Les acteurs éducatifs et les parents “regrettent le manque structurel des personnels médicaux et de santé“ et évoquent une situation qui “rend difficile la prise en charge des nouveaux besoins en termes de santé physique ou psychologique liés à la crise sanitaire“, d’autant que “les problèmes de santé mentale chez les enfants et les adolescents préexistaient avant la crise sanitaire, touchant les jeunes femmes plus que les jeunes hommes".
Le CESE formule par la suite des recommandations, estimant que les raisons du décrochage scolaire sont plurielles et que “d’autres pistes plus axées sur la prévention pourraient être explorées“. Par exemple, “mériterait d’être encouragée“ une transformation des enseignements vers des matières et des pratiques tout aussi indispensables à l’acquisition de la connaissance et à l’accomplissement de soi (domaines artistiques, manuels, sportifs ou en lien avec la citoyenneté).
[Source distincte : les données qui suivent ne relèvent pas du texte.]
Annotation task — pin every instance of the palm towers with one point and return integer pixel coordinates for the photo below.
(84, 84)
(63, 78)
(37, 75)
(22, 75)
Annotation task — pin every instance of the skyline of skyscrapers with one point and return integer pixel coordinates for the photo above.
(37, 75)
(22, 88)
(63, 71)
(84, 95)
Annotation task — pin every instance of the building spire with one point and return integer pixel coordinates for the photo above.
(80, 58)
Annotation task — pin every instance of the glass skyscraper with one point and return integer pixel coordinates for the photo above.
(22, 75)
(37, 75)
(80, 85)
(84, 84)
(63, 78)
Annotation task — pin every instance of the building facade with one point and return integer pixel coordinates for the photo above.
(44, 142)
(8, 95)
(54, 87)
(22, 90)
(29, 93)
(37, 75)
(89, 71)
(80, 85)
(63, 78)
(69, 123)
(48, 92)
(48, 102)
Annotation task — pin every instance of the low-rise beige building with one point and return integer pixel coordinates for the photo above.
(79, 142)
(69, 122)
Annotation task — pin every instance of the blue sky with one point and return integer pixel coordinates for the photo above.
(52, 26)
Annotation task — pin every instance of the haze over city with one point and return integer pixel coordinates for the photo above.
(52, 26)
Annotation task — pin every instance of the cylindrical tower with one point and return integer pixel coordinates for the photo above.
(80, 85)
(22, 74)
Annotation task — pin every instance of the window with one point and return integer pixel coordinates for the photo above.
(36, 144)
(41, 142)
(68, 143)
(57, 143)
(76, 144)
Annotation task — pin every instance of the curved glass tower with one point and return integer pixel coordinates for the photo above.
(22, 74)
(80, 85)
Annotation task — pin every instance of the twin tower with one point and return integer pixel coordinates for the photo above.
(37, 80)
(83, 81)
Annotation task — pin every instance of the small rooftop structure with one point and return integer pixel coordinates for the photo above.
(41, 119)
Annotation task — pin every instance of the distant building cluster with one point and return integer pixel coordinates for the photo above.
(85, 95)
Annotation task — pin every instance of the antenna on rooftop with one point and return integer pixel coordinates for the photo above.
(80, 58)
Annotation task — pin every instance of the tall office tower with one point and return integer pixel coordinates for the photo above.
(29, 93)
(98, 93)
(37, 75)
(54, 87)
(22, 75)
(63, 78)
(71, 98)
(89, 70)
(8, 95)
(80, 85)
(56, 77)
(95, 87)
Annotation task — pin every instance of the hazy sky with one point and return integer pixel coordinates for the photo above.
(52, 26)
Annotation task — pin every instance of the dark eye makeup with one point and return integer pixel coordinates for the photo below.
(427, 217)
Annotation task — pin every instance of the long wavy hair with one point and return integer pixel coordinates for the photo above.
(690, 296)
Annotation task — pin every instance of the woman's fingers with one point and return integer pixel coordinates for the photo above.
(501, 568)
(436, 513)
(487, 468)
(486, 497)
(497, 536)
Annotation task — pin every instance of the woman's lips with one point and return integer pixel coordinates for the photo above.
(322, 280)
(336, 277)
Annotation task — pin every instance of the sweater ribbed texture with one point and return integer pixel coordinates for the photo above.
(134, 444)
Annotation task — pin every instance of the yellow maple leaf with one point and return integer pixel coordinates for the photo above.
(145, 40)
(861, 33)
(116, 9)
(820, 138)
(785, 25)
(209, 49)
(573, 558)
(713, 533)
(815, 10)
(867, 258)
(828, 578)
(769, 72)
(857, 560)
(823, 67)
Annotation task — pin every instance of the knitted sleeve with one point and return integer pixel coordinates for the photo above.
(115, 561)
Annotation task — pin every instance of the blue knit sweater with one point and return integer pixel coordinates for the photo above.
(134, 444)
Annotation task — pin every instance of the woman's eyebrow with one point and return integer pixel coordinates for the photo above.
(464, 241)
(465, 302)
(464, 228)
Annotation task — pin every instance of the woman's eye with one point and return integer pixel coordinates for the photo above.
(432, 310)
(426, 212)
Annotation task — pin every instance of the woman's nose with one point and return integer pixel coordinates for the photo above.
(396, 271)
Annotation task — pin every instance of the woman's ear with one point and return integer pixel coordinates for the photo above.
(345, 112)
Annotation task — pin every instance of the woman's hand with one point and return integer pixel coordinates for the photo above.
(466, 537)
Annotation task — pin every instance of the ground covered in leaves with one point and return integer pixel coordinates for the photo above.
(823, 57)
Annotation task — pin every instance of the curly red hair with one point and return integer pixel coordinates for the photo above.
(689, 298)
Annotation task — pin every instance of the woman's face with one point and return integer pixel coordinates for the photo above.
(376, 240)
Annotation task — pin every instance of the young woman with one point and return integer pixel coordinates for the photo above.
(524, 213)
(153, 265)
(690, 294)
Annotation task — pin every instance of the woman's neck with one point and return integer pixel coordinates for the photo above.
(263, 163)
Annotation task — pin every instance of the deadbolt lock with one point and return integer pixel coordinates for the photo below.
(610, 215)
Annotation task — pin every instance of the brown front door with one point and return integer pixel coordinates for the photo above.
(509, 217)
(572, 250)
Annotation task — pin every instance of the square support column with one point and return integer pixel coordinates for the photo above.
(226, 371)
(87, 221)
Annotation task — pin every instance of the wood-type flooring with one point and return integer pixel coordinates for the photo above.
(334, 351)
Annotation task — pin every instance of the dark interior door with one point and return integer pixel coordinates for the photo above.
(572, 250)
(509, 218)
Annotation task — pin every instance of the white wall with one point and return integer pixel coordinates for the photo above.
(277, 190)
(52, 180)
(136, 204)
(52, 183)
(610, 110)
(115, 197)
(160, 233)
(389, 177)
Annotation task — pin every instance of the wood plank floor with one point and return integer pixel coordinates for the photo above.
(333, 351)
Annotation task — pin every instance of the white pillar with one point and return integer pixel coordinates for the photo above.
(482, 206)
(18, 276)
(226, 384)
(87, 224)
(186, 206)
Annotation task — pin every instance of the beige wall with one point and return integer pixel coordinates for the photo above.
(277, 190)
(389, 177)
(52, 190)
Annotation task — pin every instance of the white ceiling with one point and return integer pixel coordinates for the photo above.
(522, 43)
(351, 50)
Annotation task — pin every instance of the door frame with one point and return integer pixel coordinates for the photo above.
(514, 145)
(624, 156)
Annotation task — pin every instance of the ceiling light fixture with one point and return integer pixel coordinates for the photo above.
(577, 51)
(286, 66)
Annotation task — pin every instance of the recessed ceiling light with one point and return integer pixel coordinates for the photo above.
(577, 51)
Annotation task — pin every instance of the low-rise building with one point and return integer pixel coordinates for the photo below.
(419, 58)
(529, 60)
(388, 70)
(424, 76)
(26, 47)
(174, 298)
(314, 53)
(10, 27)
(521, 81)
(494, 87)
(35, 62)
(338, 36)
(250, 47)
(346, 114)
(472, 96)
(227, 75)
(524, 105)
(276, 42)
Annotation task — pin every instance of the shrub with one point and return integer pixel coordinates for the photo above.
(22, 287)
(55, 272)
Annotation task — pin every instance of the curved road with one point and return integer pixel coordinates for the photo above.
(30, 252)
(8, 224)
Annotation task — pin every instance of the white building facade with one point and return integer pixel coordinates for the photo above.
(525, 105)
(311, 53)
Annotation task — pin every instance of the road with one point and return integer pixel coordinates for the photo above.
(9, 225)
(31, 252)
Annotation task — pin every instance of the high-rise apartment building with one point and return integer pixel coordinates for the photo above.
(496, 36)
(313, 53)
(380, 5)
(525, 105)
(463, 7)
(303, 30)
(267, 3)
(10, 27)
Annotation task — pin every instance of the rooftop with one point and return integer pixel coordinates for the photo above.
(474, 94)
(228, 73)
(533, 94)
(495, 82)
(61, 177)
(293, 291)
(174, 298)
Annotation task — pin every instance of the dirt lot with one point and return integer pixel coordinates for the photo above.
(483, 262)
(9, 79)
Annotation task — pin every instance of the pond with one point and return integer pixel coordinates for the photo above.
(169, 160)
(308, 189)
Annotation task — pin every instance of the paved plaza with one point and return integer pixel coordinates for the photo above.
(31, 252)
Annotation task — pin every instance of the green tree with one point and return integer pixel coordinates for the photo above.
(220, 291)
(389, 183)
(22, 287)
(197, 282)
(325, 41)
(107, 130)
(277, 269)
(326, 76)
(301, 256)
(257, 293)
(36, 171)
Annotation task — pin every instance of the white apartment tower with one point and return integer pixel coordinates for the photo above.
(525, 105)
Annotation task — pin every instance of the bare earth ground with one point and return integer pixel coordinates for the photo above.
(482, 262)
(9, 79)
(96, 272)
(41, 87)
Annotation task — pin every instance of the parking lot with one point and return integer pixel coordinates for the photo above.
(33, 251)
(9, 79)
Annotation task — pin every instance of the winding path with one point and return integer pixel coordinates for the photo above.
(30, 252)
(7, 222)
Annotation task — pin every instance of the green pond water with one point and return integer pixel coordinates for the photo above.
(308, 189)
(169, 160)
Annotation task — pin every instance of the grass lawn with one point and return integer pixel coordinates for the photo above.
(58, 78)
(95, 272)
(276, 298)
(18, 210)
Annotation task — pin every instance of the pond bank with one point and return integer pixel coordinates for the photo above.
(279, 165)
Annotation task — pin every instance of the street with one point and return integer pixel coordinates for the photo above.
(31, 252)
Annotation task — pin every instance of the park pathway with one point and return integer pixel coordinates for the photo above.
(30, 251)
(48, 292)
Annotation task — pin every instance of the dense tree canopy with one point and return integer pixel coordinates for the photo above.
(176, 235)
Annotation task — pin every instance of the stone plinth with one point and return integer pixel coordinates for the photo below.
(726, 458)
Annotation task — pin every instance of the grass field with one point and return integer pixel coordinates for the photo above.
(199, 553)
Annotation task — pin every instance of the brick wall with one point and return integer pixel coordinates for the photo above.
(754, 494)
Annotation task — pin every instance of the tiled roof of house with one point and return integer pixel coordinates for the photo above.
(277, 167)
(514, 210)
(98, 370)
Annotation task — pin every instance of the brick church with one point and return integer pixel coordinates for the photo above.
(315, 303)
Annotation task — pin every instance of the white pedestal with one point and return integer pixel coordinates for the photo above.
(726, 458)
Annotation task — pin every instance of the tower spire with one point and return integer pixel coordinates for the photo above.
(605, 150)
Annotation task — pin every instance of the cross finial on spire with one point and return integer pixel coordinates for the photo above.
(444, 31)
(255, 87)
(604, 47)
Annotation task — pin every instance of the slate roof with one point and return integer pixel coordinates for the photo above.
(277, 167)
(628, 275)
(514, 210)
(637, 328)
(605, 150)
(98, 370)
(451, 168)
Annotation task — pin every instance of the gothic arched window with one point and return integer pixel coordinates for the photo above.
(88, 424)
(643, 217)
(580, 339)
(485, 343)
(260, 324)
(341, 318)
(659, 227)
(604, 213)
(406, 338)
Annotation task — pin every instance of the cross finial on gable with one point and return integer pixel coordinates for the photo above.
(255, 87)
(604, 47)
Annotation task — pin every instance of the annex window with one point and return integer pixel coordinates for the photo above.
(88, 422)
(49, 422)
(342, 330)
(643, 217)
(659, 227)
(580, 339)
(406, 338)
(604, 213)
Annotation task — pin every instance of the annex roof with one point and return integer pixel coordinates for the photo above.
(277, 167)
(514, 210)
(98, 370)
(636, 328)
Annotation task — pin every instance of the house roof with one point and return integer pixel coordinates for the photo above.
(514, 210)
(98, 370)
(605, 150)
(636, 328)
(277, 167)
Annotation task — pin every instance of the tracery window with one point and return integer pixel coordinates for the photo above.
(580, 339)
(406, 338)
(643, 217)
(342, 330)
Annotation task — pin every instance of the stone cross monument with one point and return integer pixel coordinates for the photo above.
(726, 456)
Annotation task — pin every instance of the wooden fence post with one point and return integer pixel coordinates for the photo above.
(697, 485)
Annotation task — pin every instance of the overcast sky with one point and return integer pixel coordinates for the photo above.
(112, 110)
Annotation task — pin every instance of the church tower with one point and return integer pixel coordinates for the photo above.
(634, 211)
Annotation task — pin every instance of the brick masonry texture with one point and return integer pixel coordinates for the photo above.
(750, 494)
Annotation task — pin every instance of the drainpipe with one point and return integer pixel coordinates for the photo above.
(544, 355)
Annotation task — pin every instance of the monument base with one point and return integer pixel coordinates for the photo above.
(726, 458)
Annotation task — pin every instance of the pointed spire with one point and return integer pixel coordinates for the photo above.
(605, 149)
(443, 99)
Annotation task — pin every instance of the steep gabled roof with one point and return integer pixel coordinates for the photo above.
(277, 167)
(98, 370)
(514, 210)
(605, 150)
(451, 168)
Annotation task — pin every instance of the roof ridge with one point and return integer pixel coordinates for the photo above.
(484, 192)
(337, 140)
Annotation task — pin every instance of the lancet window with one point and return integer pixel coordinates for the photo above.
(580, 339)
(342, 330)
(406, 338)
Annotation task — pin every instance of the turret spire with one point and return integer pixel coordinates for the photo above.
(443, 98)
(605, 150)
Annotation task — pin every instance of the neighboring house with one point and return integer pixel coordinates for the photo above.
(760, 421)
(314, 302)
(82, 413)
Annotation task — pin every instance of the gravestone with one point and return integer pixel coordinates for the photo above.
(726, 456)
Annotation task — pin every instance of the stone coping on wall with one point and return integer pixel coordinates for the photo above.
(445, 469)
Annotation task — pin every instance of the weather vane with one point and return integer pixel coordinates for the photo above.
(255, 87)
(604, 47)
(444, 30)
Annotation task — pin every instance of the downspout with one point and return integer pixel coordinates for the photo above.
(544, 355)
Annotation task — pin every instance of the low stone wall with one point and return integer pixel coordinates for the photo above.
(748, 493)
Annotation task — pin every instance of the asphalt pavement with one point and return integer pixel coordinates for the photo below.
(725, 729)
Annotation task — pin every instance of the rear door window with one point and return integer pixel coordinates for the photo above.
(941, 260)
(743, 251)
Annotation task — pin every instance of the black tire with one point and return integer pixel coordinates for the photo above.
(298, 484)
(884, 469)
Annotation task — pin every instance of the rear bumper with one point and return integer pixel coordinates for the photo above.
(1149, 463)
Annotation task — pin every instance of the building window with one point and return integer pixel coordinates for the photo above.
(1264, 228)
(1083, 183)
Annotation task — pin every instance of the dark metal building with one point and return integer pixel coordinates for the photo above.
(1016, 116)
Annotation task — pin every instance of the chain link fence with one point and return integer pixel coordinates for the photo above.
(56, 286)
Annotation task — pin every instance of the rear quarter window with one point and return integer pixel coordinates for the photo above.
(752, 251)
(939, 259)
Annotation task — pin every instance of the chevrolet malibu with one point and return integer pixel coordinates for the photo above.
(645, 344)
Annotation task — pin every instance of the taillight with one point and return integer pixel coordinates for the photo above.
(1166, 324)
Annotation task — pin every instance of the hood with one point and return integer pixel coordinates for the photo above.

Transformer par exemple sa pédagogie pourrait ainsi “donner des opportunités de réussites et de développement du sentiment de capabilité, nécessaires à l’estime de soi et à la prise de confiance en soi, terreau indispensable pour aborder et dépasser les situations difficiles, à l’école ou ailleurs“.
Est également souhaitée une refonte de l’orientation “qui s’appuie encore trop sur les résultats scolaires, lesquels sont associés à des disciplines qui peuvent installer très tôt une mise à distance de certains élèves vis-à-vis des apprentissages. Les choix d’orientation sont encore à ce jour trop soumis à la hiérarchie des voies de formation, aux caractéristiques du parcours au collège, au milieu social, au genre, au territoire“.
Le CESE ajoute que “des réformes structurelles comme celle de la réforme du lycée général, ont pu, du fait de choix d’enseignements disciplinaires élitistes, notamment en mathématiques, renforcer encore davantage les déterminismes sociaux et les inégalités de genre“, c'est pourquoi “il conviendrait de développer pour toutes et tous l’accès, la sélection et l’appropriation de l’information pertinente, particulièrement élèves et parents“.
Enfin, pour assurer le déploiement du dispositif d’obligation de formation des jeunes de 16 à 18 ans et favoriser son efficacité, une autre préconisation invite à développer une coordination plus forte entre les acteurs de terrain concernés, évaluer les résultats des dispositifs mis en place par le ministère de l’Education nationale et les Régions au regard des objectifs poursuivis (reprise d’études, orientation, formation, engagement citoyen, insertion professionnelle) et rendre compte des actions engagées.